Malaysia bans social media accounts for children under 16
Malaysia began enforcing a ban on social media accounts for under-16s, testing whether age gates can protect children without pushing them into harder-to-watch corners online.

Malaysia’s new under-16 social media ban is now in force, putting the country at the center of a growing global push to police children’s access to major digital platforms. Services with at least 8 million users in Malaysia, including Facebook, Instagram, TikTok and YouTube, must deploy age-verification systems and prevent children younger than 16 from opening accounts, with penalties of up to 10 million ringgit, or about $2.5 million, for companies that fail to comply. Parents will not be punished if their children bypass the system.
The Malaysian Communications and Multimedia Commission said the rules sit inside the Online Safety Act 2025, or ONSA, which it says was designed to address harmful content and create a safer digital environment. The commission published the Child Protection Code and Risk Mitigation Code on May 22 after a public consultation that ran from February 12 to March 31, and said it had engaged social media platforms and other stakeholders 37 times over the previous six months. Regulators have framed the policy as a child-safety measure, not a full internet ban, and say the aim is to push platforms toward safer products and age-appropriate protections.

The mechanics of the ban are what make it consequential.

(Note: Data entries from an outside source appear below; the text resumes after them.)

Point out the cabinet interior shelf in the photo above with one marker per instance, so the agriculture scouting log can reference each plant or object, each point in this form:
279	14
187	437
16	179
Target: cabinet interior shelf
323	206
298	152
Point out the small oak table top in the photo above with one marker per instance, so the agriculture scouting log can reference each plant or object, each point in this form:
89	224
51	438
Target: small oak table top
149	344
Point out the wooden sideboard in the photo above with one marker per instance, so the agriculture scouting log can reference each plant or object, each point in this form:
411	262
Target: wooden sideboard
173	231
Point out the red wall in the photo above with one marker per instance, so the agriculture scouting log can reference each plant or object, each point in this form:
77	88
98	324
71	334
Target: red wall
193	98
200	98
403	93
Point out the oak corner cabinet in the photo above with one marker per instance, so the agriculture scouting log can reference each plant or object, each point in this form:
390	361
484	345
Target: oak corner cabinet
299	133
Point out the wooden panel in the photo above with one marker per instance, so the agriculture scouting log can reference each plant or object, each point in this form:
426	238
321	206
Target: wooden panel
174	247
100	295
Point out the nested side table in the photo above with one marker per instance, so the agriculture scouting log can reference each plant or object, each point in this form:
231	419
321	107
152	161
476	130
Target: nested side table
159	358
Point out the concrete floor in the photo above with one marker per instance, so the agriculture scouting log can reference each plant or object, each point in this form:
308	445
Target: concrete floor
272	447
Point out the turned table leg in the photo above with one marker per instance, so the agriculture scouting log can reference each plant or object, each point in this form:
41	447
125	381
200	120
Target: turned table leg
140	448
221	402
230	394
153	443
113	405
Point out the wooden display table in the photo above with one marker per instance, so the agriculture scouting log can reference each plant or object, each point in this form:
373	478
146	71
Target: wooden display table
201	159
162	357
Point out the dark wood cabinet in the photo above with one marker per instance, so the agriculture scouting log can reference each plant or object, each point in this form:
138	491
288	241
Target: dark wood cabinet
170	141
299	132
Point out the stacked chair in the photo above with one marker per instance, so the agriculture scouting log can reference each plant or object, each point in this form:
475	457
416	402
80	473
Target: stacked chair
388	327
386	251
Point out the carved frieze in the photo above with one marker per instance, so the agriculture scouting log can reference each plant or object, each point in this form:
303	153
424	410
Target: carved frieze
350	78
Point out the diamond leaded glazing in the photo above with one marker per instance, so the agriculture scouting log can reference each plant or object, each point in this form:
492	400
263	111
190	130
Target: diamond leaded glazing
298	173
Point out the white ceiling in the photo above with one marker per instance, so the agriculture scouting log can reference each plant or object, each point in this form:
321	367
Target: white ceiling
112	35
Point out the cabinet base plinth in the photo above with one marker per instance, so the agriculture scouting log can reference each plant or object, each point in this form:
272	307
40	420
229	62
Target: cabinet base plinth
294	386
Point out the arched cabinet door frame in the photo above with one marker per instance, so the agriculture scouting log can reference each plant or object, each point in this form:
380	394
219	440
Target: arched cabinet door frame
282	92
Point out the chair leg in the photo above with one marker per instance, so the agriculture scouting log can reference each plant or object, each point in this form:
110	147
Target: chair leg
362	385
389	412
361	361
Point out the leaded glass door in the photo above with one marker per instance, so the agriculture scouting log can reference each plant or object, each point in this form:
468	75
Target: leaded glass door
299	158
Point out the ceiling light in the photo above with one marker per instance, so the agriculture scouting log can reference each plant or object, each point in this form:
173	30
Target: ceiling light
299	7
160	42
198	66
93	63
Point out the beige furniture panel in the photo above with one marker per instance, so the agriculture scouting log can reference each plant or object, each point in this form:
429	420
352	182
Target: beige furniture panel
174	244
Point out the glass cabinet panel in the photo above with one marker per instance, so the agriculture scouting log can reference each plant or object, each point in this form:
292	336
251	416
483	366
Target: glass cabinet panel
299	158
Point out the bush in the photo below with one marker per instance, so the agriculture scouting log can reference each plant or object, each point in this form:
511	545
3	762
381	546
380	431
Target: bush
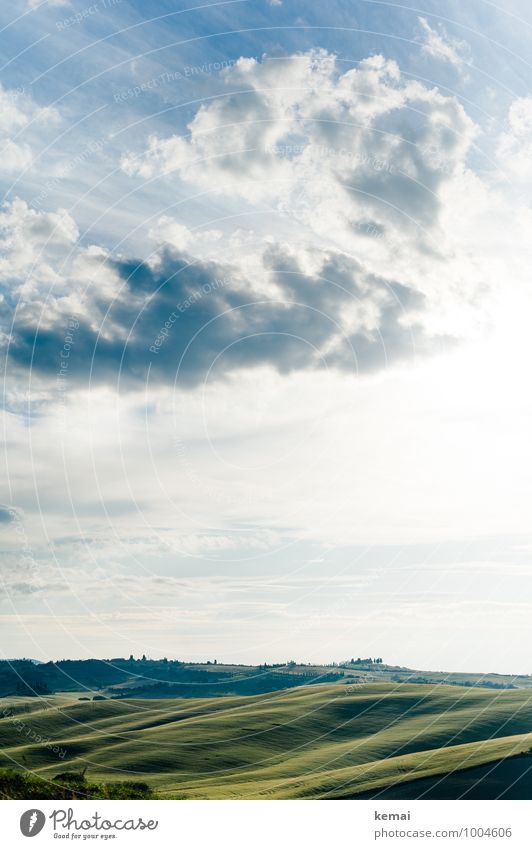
67	785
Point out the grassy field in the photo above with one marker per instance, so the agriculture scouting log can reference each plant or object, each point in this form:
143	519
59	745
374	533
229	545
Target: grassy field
330	741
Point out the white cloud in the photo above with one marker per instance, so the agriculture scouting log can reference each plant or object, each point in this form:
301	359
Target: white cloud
18	112
439	45
514	148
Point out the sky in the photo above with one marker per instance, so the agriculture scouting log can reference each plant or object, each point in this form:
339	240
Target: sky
265	331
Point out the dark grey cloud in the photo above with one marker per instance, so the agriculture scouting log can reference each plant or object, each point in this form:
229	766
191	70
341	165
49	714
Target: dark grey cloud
183	320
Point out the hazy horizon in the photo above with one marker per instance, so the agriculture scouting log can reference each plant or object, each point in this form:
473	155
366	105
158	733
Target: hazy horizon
264	301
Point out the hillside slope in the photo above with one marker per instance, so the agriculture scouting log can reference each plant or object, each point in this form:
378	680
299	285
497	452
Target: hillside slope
311	742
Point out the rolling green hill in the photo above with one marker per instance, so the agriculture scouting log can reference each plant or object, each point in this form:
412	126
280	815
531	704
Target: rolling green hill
331	741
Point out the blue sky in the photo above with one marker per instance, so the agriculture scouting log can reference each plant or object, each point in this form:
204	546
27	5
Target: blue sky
264	329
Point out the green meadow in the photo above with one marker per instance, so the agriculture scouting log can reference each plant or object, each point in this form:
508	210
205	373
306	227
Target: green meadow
332	741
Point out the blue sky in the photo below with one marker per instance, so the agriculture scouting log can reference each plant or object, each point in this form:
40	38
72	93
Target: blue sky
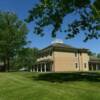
21	7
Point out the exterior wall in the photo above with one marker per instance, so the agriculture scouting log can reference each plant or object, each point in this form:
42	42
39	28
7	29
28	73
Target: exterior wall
66	61
45	58
84	62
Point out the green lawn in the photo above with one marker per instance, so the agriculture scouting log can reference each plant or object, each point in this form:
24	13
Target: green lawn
33	86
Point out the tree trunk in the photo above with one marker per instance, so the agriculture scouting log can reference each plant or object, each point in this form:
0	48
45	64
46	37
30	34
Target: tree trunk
8	64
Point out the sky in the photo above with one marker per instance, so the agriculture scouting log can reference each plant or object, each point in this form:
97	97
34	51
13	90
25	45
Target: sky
21	7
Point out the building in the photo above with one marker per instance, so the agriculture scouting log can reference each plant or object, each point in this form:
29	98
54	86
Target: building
59	57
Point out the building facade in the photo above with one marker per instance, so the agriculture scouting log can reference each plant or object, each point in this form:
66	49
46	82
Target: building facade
60	57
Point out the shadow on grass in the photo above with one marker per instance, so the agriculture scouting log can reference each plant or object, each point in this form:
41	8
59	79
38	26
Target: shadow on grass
65	77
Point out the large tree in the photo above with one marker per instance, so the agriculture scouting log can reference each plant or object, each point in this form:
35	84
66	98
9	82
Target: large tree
53	12
12	36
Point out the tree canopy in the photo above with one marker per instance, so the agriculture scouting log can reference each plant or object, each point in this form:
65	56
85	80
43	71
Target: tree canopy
53	12
12	36
25	58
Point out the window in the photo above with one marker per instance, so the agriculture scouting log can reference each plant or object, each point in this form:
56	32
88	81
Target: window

MCMC has pressed for safety-by-design features that limit manipulative design, reduce compulsive use and force platforms to act against underage accounts and harmful material. That leaves the hardest question unanswered: how reliably can platforms verify age at scale without creating new privacy problems or encouraging families to work around the system?
That concern has already drawn criticism. ARTICLE 19 and Malaysian civil-society groups urged Prime Minister Anwar Ibrahim in April to withdraw the proposed ban, arguing that it was misguided and disproportionate and could undermine privacy and freedom of expression for adults and children alike. UNICEF Malaysia said in December that age bans alone would not keep children safe online and could have unintended consequences, including pushing children toward less regulated platforms where harm is harder to detect and report. Meta has also warned that a blanket ban could drive teens into less regulated corners of the internet, even as the company says it already offers teen accounts that limit contact, screen time and exposure to inappropriate content.
Malaysia’s move comes as Australia, Brazil and Indonesia have introduced or announced age-based restrictions or requirements, while Britain, France, Spain, Denmark, Thailand and South Korea are weighing similar steps. That makes Malaysia a real-world test of whether hard age gates can improve child safety online without simply shifting young users into harder-to-monitor spaces.